# Misting HOT brick house



## ptf18+6 (Dec 8, 2021)

In East Texas the temperatures are into the 100's...and no "relief in sight". Typical East Texas summer....

We have a light brown colored brick on the exterior of the house. By late afternoon the brick is "cooking" being that the Sun is beating down on the house.

We have a water well. Water temp is about 59*.

I'm "thinking" of hanging some "misters" along the roof soffit and running well water thru them. The misters would "gently" spray the brick.

Maybe use a timer so that the misting action would run from say.. from noon till 6 pm. Or until the Sun is not shining on the house.

Thoughts?


----------



## Boy_meets_lawn (Sep 27, 2020)

What are you trying to accomplish? Cooling the brick so it's not baking the grass or trying to cool your house? I don't think you will gain much in the form of evaporative cooling on the exterior brick veneer of your house.


----------



## 440mag (Jan 29, 2018)

I would think some form of awning would do more to reduce the heat radiating into the home.

That is, replace the sunlight with actual shade.

Short of an HOA or spouse complaining, I could see me rigging something up with tarps, just to get me through this season and buy me time to research and save up for a retractable awning system before next summer …

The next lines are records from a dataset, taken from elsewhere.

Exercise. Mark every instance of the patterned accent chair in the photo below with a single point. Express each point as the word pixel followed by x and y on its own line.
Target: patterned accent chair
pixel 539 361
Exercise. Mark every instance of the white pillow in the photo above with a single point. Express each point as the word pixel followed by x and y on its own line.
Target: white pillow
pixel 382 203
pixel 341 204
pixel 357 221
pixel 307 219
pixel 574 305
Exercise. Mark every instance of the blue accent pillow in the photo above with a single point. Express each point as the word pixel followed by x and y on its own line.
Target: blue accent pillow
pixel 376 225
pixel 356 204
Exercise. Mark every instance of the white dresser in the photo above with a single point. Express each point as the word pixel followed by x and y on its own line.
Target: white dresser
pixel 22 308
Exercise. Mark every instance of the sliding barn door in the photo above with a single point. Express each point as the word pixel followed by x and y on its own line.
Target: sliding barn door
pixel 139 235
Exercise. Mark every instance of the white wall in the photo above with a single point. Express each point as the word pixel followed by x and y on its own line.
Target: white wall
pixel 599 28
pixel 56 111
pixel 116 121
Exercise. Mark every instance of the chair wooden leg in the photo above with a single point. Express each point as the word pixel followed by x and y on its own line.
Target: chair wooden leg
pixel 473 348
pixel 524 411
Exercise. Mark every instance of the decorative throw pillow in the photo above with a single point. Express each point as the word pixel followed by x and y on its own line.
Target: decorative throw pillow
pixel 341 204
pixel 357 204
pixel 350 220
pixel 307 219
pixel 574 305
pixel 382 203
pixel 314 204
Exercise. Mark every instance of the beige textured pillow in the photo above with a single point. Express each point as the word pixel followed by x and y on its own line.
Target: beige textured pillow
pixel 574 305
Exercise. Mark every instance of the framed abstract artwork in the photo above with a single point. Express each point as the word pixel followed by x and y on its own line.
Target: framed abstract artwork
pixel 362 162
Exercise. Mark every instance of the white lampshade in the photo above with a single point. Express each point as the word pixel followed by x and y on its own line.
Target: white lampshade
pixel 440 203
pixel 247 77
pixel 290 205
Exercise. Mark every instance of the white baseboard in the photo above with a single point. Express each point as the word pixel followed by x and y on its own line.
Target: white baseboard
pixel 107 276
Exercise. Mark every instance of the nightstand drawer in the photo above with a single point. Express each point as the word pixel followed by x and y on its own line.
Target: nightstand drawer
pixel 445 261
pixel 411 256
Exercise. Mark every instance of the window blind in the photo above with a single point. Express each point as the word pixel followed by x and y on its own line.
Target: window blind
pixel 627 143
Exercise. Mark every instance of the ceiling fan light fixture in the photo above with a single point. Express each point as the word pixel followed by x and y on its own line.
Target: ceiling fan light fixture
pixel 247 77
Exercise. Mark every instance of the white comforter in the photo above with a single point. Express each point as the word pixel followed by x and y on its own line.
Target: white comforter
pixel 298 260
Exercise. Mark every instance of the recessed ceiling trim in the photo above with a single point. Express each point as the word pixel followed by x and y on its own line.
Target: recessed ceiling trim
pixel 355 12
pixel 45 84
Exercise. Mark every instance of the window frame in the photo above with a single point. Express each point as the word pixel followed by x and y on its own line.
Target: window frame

Whenever I see a house out in the open I always look to see if the forebearers had had the foresight to plant a wide spreading deciduous tree on the south and west side(s) and / or corner(s) of the home ,,, especially in farm country or rural areas.

I'm rarely disappointed!


----------



## mrigney (Jun 6, 2017)

Yeah, I don't think you'd get any sensible effect from misting the brick. You would, though, have a lot of vapor drive into the your wall cavity. Obviously if your brick/house is done right you should be fine drying out, but I don't know if I'd intentionally add vapor into the cavity between the brick and my wall.

@440mag The other thing you can do is design your eaves on your house right. Our house (rural, 17 acres) has the long axis oriented east/west, so we a large south facing surface. We intentionally have no vegetation to affect sunlight on that side of the house. Instead, our window sizes and eaves are designed so that in the winter, with a low sun angle, we got direct sunlight through the south facing windows for almost the entire day. As the sun angle increases moving into summer time, the eaves strategically shade the windows, so that for peak summer months (like right now), we get no direct sunlight through those windows, but get plenty of diffuse and reflected light.


----------



## Amoo316 (Jul 8, 2021)

440mag said:


> Whenever I see a house out in the open I always look to see if the forebearers had had the foresight to plant a wide spreading deciduous tree on the south and west side(s) and / or corner(s) of the home ,,, especially in farm country or rural areas.


This is the mindset of a lot of folks who don't live in a hurricane zone and tends to be why home damage is significantly greater when an area that isn't gets a random one.

Short story, back in 2002 when I was in the Navy and bought a house in Chesapeake, VA there were 9 mature (50+) year old pines. One of the first things I did was have them taken down. We had a hurricane hit the area a year or so later, I didn't have a pine tree in my house like a lot of the neighborhood houses.

Trees blocking the sun and providing shade are great until they're not. Again it depends on your considerations. Being from Florida I saw them as a hurricane risk.


----------



## Phids (Sep 24, 2020)

Amoo316 said:


> Trees blocking the sun and providing shade are great until they're not. Again it depends on your considerations. Being from Florida I saw them as a hurricane risk.


Are you arguing for no trees near houses anywhere in the world? If it's not a hurricane, it could be a tornado....but trees near houses are like butter on bread.


----------



## Amoo316 (Jul 8, 2021)

Phids said:


> Amoo316 said:
> 
> 
> > Trees blocking the sun and providing shade are great until they're not. Again it depends on your considerations. Being from Florida I saw them as a hurricane risk.
> ...


There are "tornado alleys" just like their are hurricane zones. I'm simply suggesting there are sound reasons NOT to have trees within falling distance of houses.


----------